- Born: July 4, 1922 Miami, Florida
- Died: January 23, 2006 Mexico
- Known for: Painting, printmaking

= Michael Ponce de Leon =

American painter

Michael Ponce de Leon (1922-2006) was an American printmaker and painter.

==Biography==
Ponce de Leon was born on July 4, 1922, in Miami, Florida. His early life and education was in Mexico City. There he studied at Universidad Nacional Autónoma de México and the University of Mexico City. During World War II he served in the United States Army Air Forces. After the war he located in New York City where he studied at the Art Students League of New York, the National Academy of Design, and the School of the Brooklyn Museum.

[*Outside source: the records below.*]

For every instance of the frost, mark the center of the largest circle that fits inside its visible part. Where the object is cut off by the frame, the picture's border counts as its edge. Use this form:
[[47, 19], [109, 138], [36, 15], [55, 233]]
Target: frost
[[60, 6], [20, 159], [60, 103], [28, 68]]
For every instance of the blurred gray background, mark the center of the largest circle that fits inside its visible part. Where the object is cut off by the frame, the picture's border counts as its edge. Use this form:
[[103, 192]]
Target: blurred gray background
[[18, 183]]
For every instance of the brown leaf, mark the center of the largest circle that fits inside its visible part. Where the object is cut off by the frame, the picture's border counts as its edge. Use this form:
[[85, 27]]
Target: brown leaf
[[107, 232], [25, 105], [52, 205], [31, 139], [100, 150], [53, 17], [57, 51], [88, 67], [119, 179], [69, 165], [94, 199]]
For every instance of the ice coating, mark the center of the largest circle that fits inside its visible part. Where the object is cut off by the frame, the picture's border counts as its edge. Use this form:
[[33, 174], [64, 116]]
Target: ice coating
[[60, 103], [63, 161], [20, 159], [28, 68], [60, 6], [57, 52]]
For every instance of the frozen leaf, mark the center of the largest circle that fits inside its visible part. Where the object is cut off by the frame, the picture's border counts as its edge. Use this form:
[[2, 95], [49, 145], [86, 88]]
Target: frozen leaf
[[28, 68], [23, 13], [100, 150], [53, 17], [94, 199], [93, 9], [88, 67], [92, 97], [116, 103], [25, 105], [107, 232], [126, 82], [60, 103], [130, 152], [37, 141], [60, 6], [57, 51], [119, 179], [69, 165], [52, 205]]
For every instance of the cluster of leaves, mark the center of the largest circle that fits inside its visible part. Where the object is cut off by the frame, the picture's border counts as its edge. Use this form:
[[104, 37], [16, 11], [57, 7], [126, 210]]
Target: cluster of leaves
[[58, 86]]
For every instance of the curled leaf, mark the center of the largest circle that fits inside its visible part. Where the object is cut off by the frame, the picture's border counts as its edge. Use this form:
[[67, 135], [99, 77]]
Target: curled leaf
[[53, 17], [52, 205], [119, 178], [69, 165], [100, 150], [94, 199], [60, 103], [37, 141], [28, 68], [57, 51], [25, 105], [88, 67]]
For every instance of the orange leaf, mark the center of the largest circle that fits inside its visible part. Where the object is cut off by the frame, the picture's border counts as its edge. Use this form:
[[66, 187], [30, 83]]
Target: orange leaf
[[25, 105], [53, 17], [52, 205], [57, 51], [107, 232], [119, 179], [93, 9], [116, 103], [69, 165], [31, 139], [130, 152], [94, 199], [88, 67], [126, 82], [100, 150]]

In 1966 he had a solo exhibition at the Corcoran Gallery of Art in Washington, D.C. In 1967 Ponce de Leon received a of Guggenheim Fellowships

Ponce de Leon taught at a variety of colleges and universities from 1953 through 1980 including the Art Students League, Columbia University, Cooper Union, Hunter College, New York University, Pratt Institute, the Pratt Graphic Art Center, and Vassar College. His prints and paintings are in the collections of the Art Institute of Chicago, the Museum of Modern Art, the National Gallery of Art, the Smithsonian American Art Museum, and the Walker Art Center.

Ponce de Leon died in Mexico on January 23, 2006.